Results: Our analysis of 119,005 patients with subarachnoid hemorrhage (SAH) unveiled a median age of 59.6 years with 72,650 (61.0%) being female. Comparisons across age (p=0.867), gender (p=0.08), and length of stay (p=0.130) showed no significant differences between groups. Median NIS-SSS score was 3.6, revealing an increase from pre-COVID 3.3 to COVID 5.6 (p=0.0006). Adjusted analyses exhibited similar inpatient mortality (COVID vs. pre-COVID: OR 0.98, 95% CI 0.89-1.08, p=0.71). However, advancing age (OR 1.01, p<0.001), NIS severity score >10 points (OR 11.11, p<0.001), CHF (OR 1.47, p<0.001), coagulopathy (OR 1.47,p<0.001), cocaine use (OR 1.46, p=0.001), and weekend discharges (OR 1.09, p=0.04) were linked to increased mortality odds. In 2020, non-COVID SAH rates remained stable (9.2% - 9.4%, Ptrend=0.42), while COVID-associated SAH surged (1.2% - 21%, Ptrend=0.023).

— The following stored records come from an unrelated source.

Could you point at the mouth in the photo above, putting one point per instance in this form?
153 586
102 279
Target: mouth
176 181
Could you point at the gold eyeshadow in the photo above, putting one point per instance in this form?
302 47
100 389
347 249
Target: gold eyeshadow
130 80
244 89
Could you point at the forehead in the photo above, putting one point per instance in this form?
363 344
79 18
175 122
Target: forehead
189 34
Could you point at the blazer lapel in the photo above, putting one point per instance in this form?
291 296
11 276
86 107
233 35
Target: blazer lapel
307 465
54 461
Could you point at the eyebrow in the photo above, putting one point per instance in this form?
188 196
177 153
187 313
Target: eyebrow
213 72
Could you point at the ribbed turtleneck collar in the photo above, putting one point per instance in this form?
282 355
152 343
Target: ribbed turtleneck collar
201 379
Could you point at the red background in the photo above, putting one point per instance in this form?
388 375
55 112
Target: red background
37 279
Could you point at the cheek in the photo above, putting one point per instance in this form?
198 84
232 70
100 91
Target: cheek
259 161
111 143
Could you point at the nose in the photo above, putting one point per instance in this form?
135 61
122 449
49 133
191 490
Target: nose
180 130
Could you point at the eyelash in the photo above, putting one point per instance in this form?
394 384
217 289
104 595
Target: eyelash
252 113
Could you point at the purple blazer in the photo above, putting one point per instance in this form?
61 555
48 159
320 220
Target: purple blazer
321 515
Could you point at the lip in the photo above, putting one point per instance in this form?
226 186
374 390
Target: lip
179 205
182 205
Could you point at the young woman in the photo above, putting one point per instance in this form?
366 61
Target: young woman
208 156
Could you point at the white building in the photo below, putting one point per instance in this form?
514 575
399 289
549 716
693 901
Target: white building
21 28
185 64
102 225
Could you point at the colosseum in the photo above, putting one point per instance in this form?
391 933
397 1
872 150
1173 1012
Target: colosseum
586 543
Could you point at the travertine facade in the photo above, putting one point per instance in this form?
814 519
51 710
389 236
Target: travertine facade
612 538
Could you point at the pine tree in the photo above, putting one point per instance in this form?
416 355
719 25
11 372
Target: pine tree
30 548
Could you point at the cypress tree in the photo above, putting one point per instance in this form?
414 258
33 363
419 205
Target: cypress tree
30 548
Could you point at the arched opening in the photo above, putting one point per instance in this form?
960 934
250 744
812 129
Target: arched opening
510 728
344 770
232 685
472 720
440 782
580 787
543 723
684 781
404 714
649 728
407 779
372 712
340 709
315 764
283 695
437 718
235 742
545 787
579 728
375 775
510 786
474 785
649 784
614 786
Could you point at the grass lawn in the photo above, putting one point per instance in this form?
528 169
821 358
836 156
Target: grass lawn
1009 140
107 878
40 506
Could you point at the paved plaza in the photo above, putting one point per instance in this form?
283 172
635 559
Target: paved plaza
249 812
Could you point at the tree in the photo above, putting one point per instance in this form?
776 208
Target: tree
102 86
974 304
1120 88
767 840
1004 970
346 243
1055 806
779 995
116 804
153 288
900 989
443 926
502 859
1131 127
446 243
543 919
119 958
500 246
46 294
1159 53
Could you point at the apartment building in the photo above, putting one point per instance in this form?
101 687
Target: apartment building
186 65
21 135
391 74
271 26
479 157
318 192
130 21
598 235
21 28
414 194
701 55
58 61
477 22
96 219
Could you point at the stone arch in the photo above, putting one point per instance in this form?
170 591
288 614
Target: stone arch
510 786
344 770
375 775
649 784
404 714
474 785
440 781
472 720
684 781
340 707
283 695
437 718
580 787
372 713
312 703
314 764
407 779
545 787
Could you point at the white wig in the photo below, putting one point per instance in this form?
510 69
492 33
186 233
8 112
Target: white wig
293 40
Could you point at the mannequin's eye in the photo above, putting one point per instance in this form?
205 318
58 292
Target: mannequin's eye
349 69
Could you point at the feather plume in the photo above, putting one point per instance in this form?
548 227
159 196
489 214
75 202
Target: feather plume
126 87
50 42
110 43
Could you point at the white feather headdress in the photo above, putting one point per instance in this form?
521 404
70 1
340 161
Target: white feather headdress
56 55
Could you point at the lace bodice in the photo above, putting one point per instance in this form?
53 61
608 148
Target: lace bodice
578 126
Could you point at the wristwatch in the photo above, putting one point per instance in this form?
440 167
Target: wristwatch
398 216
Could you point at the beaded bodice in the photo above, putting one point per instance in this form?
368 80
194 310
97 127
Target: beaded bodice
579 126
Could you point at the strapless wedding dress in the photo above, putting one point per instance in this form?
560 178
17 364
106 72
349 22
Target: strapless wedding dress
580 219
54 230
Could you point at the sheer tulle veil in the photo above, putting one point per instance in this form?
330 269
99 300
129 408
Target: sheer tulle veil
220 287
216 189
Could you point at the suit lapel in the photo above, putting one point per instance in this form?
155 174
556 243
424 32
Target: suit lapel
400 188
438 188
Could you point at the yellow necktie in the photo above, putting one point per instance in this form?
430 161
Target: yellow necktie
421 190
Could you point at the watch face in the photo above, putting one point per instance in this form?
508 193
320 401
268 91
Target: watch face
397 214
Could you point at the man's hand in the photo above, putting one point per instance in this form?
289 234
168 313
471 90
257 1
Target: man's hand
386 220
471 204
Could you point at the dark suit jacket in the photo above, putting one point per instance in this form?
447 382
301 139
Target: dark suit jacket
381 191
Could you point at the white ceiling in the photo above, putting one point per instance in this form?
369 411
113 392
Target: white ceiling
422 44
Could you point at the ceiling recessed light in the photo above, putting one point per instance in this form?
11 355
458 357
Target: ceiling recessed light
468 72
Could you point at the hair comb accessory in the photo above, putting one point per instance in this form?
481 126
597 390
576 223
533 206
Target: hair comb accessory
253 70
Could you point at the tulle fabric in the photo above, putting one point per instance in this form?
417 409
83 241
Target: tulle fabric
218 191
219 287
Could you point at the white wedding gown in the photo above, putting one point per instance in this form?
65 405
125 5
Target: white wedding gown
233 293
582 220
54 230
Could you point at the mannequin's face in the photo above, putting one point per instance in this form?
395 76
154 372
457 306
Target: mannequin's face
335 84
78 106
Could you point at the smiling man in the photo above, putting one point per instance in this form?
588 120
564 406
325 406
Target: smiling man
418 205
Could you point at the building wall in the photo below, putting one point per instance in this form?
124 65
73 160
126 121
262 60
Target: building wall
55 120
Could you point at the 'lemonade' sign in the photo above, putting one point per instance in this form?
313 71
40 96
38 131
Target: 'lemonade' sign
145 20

Conclusion: Our study finds no disparity in outcomes for patients hospitalized with aneurysmal subarachnoid hemorrhage (aSAH) during the COVID-19 pandemic when contrasted with the preceding years. However, a substantial rise in SAH admissions among COVID-19 patients is evident. Exploring the physiological reasons behind this observed trend could be a crucial avenue for further investigation.